İsveç Kraliyet Ailesine mensup.

Gördünüz işte; o prenses, elinde poşetle köpek gezdiriyor. Köpeği kakasını yaptığı zaman da o kakayı yerde bırakmıyor. Eğiliyor, elindeki poşetle o kakayı yerden alıp, çöpe atıyor.

Böyle bir şeydir işte uygar olmak.

Budur işte kültür.

Budur işte adamlık, beyefendilik, hanımefendilik…

… …

İzmirli de köpeğini, elinde poşetle gezdiriyor.

Eşimin ailesi İzmir-Göztepe’de oturuyor. Oturdukları evin önünde büyükçe bir park var.

İzliyorum; gün içinde, o parkta, onlarca köpek sahibi, hepsinin elinde birer poşet; köpeklerini gezdiriyor.

Köpek, kakasını yapar yapmaz ellerindeki poşetle kepçeleyip, o kakayı yerden alıp, çöpe atıyorlar.

İmreniyor insan.

“Bu nasıl bir kültür ki, İzmirlilerin tümünü sarıp sarmalamış” dedirtiyor insana.

İzmirlilerin tümünü sarıp sarmalayan bu kültür, kıskandırıyor insanı.
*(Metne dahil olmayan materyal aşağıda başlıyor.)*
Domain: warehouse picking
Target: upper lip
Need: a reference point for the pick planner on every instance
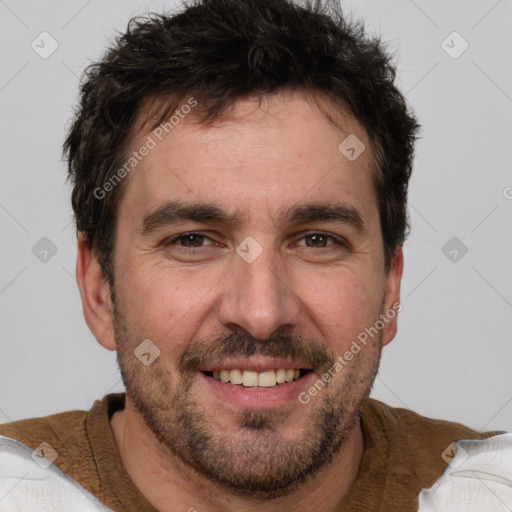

Niye benim yaşadığım kentin insanı, bu duyarlılığı göstermiyor diye de üzülüyor insan.

(Alanya’da) Evimin önündeki yeşil alandan geçip, denize gideceğim, köpek kakalarına basmamak için hoplaya, zıplaya bir hal oluyorum.

… …

Bir başka konuda sözüm ona kedi besleyenler.

Evde artan yemekler (kedi yer ya da yemez demeden) gelişi güzel sağa sola serpiliyor.

Kediler, o atıkların ya birazını yiyor ya da hiç yemiyor. O atıklar yerlerde sürünüyor, hoş olmayan bir görüntü sergiliyor.

O ki, o atığı yere döküyorsun, o zaman izleyecek; yenmeyen o atığı ve de sözde o yemek kabını ortada bırakmayacak, gelip temizleyeceksin.

Temizlemiyorsan, o atıkları gelişi güzel ortalığa saçmayacaksın.

Böyle bir ortama “sebebiyet verme özgürlüğümüz” olabilir mi?

Hakkımız var mı buna?

Lütfen enine boyuna düşünelim bu konuyu.